3. Action: A system of levers which move a hammer to strike a string, which vibrates and produces a tone. The action consists of 4,000 parts, which are mostly made of wood.
4. Pedals: The pedals are to vary the quality of the tones played. Most pianos have a damper pedal on the right side soft pedal on the left. The damper pedal lifts all the damper, allowing the strings that are struck to vibrate freely. The soft pedal shifts the hammers, which in result strikes one less string then it normally does, which softens the done.
5. Frame: Made of cast iron, it withstands the strain of 220 strings exerting a total pull from 35,000 to 45,000 pounds.
6. Soundboard: A thin sheet of wood lying under the strings. It is made of a light wood, generally spurce. The wood vibrates with the strings, intensifying the sounds.
Case: Usually a wooden case which covers the strings,action,frame, and soundboard.
The Hammer
The actions of all grand pianos are identical in principle, the only difference are the designs.
Fig. 1. View of the action of a modern grand piano (Steinway & Sons). The shaded areas indicate felt and the broad lines indicate leather.
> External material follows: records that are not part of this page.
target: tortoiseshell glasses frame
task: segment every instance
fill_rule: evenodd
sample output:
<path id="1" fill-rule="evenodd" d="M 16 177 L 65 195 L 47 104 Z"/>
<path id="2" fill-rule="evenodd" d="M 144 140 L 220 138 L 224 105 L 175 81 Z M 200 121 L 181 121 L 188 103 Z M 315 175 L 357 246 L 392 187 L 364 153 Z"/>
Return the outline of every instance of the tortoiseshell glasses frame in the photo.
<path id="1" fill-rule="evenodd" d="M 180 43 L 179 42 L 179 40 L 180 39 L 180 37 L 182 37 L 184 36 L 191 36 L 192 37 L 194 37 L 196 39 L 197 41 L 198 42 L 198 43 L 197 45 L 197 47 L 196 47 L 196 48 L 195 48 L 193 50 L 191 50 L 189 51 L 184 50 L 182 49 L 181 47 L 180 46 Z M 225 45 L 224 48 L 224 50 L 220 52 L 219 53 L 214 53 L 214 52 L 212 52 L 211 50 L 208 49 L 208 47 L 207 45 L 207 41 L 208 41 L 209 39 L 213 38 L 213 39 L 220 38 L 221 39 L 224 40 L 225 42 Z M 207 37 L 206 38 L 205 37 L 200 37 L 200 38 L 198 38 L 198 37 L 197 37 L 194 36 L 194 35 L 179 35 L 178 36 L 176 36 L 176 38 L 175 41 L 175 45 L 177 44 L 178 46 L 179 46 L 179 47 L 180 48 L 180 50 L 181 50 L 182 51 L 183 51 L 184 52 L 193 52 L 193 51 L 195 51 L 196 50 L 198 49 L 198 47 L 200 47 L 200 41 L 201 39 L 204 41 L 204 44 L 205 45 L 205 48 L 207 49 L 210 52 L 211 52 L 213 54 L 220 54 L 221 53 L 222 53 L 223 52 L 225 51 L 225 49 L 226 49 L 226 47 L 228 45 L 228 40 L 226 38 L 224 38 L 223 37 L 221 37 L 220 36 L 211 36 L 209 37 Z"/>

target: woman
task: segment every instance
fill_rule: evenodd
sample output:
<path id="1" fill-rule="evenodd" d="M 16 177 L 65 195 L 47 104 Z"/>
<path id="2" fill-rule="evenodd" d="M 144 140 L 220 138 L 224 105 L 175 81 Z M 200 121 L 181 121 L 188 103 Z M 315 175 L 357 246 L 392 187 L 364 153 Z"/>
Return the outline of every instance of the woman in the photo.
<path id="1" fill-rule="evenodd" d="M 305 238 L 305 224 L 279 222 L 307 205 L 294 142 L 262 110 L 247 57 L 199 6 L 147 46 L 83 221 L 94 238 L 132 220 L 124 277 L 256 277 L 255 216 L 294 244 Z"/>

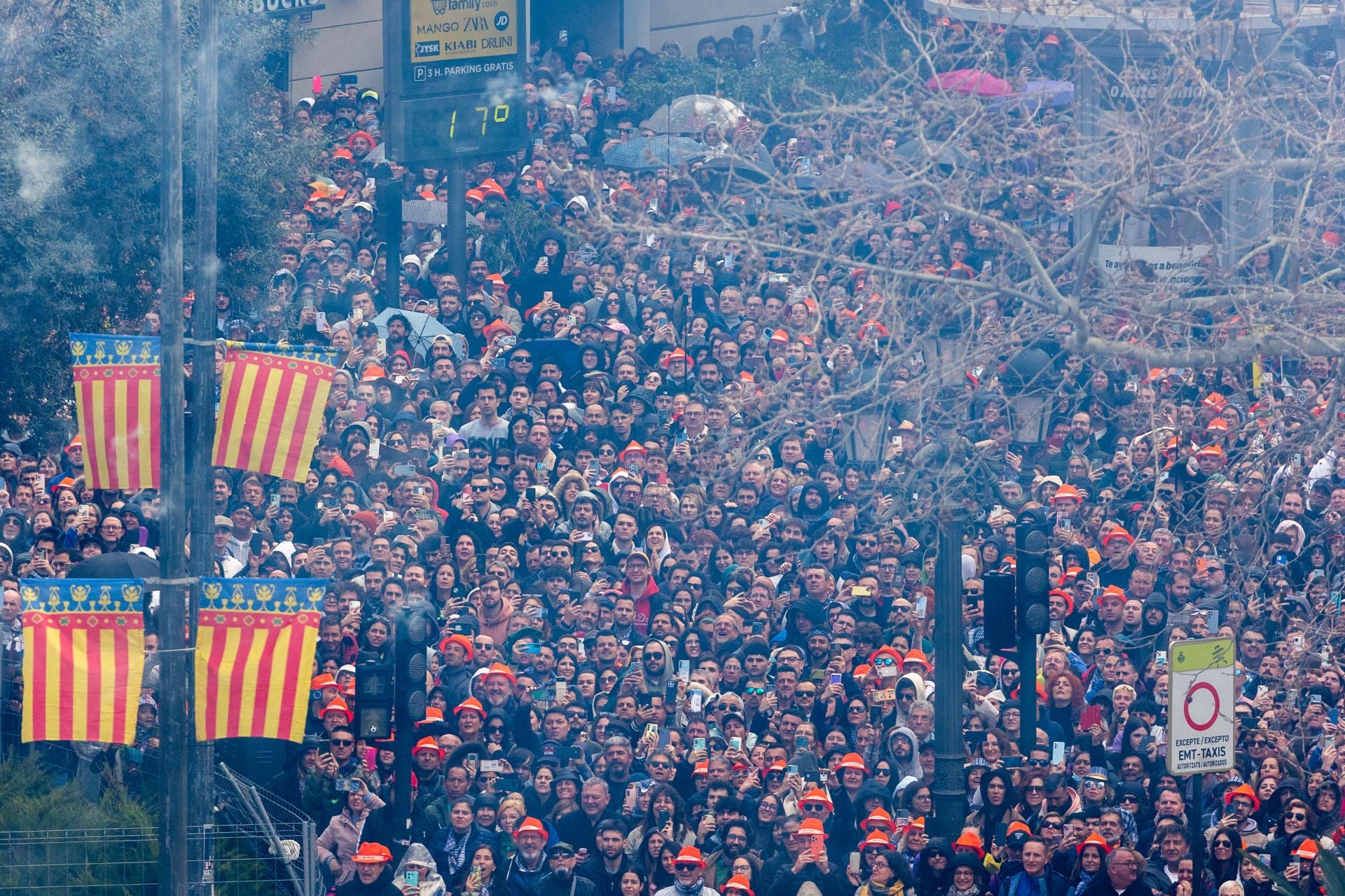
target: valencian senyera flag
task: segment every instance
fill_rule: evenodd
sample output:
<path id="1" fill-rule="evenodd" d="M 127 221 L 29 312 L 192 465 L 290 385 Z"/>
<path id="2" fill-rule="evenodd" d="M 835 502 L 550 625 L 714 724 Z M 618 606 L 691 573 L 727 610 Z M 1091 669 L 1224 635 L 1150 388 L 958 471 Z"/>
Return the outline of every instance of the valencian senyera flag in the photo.
<path id="1" fill-rule="evenodd" d="M 159 487 L 159 336 L 70 334 L 89 488 Z"/>
<path id="2" fill-rule="evenodd" d="M 336 352 L 225 346 L 214 464 L 301 479 L 317 444 Z"/>
<path id="3" fill-rule="evenodd" d="M 196 740 L 301 741 L 325 578 L 202 578 Z"/>
<path id="4" fill-rule="evenodd" d="M 23 740 L 130 744 L 145 669 L 139 578 L 24 578 Z"/>

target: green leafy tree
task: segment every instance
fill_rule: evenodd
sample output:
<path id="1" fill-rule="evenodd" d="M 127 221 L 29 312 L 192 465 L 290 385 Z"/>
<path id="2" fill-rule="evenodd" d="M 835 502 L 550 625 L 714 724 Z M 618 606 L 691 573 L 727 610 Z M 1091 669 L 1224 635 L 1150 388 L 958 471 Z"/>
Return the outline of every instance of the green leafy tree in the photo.
<path id="1" fill-rule="evenodd" d="M 70 413 L 66 335 L 133 330 L 156 299 L 159 4 L 0 0 L 0 417 L 48 425 Z M 242 296 L 274 269 L 285 184 L 313 148 L 281 132 L 270 101 L 264 61 L 282 47 L 282 26 L 227 17 L 221 32 L 221 285 Z M 195 52 L 186 61 L 190 87 Z M 184 102 L 190 226 L 195 113 Z"/>
<path id="2" fill-rule="evenodd" d="M 155 817 L 121 788 L 90 803 L 30 757 L 0 763 L 0 892 L 136 896 L 155 881 Z"/>

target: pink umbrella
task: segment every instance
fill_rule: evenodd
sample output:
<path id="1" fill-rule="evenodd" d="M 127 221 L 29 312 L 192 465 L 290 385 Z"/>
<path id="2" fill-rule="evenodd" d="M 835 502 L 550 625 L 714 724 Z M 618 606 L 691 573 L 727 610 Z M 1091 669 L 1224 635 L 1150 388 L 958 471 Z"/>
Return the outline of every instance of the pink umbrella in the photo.
<path id="1" fill-rule="evenodd" d="M 1007 81 L 979 69 L 944 71 L 929 78 L 925 86 L 931 90 L 956 90 L 958 93 L 974 93 L 981 97 L 1005 97 L 1013 93 L 1013 87 L 1009 86 Z"/>

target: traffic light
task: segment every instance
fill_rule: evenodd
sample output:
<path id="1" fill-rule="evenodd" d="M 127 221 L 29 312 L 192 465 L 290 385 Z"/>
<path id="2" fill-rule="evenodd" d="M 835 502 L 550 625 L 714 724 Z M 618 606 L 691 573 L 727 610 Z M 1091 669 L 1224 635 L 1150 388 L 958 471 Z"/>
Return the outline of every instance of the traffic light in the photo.
<path id="1" fill-rule="evenodd" d="M 393 731 L 393 663 L 373 651 L 355 658 L 355 736 L 383 740 Z"/>
<path id="2" fill-rule="evenodd" d="M 1050 526 L 1040 510 L 1018 517 L 1014 535 L 1014 562 L 1018 576 L 1018 634 L 1044 635 L 1050 628 L 1050 568 L 1046 552 L 1050 549 Z"/>
<path id="3" fill-rule="evenodd" d="M 421 601 L 424 603 L 424 601 Z M 428 604 L 409 605 L 393 618 L 393 663 L 395 665 L 394 693 L 397 724 L 413 732 L 406 722 L 425 720 L 429 694 L 425 674 L 429 661 L 425 651 L 438 635 L 438 626 Z"/>
<path id="4" fill-rule="evenodd" d="M 1013 576 L 990 572 L 981 581 L 986 588 L 986 647 L 991 651 L 1014 650 L 1018 646 L 1018 608 L 1014 604 Z"/>

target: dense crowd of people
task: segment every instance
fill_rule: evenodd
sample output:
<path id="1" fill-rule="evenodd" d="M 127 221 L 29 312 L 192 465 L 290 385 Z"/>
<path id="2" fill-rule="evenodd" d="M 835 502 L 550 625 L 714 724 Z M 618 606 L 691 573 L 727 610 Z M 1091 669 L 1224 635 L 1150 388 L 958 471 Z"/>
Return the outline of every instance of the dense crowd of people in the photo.
<path id="1" fill-rule="evenodd" d="M 838 4 L 826 28 L 785 16 L 765 40 L 815 52 L 861 19 Z M 963 30 L 928 27 L 955 59 Z M 1001 39 L 1020 79 L 1069 70 L 1057 35 Z M 1033 318 L 1003 299 L 944 313 L 960 281 L 1015 278 L 1028 260 L 985 217 L 857 165 L 897 164 L 905 124 L 749 110 L 695 133 L 695 160 L 628 171 L 604 163 L 650 112 L 625 81 L 681 47 L 594 58 L 570 34 L 542 50 L 526 149 L 467 184 L 394 164 L 406 198 L 467 188 L 465 281 L 440 227 L 379 242 L 381 98 L 338 82 L 285 122 L 328 148 L 281 223 L 266 297 L 215 299 L 223 338 L 338 352 L 307 478 L 221 468 L 207 509 L 222 574 L 330 581 L 309 736 L 269 787 L 317 823 L 338 896 L 1267 896 L 1263 866 L 1319 892 L 1322 838 L 1345 821 L 1336 362 L 1147 369 L 1076 354 L 1068 322 L 1014 330 Z M 749 69 L 760 51 L 737 28 L 695 58 Z M 1073 238 L 1052 186 L 1068 106 L 1002 124 L 1021 155 L 978 182 L 982 207 L 1053 264 Z M 771 218 L 712 190 L 724 156 L 800 191 L 854 172 L 850 199 L 810 200 L 823 226 Z M 1217 296 L 1219 276 L 1198 288 Z M 1104 312 L 1095 331 L 1127 326 Z M 1217 338 L 1205 318 L 1165 327 L 1169 344 Z M 923 351 L 972 336 L 1006 348 L 999 365 L 931 386 Z M 1037 439 L 1015 401 L 1029 354 Z M 870 453 L 846 437 L 855 396 L 882 397 Z M 0 433 L 11 713 L 17 578 L 160 539 L 157 495 L 87 490 L 79 440 L 48 452 L 27 424 Z M 959 453 L 950 429 L 971 525 L 963 600 L 936 608 L 931 470 Z M 1025 675 L 986 646 L 983 576 L 1013 569 L 1032 509 L 1052 525 L 1053 588 Z M 356 661 L 389 654 L 408 605 L 443 634 L 401 831 L 390 744 L 354 732 L 352 697 Z M 960 626 L 962 654 L 935 655 L 936 619 Z M 1239 748 L 1204 776 L 1197 814 L 1166 766 L 1167 655 L 1212 635 L 1236 639 Z M 927 831 L 936 663 L 964 682 L 942 694 L 964 718 L 955 839 Z M 156 689 L 151 655 L 136 744 L 81 744 L 82 768 L 134 782 L 157 748 Z M 1041 704 L 1026 753 L 1024 689 Z"/>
Principally, the action consists of four major parts: the key, the lever body with appurtenant parts, the hammer and the damper (see Fig. 1). The successive steps in the operation of the action during a blow is illustrated in Fig. 2.
2(a) Rest position. The hammer rests via the hammer roller on the spring-supported repetition lever, a part of the lever body. The lever body stands on the key, supported by the capstan screw. The weight of the hammer and the lever body holds the playing end of the key in its upper position. The damper rests on the string, pulled down by lead weights.
2(b) Acceleration. When the pianist depresses the key, the lever body is rotated upwards. The jack, mounted on the lever body, pushes the roller and accelerates the hammer. The damper is lifted off the string by the inner end of the key.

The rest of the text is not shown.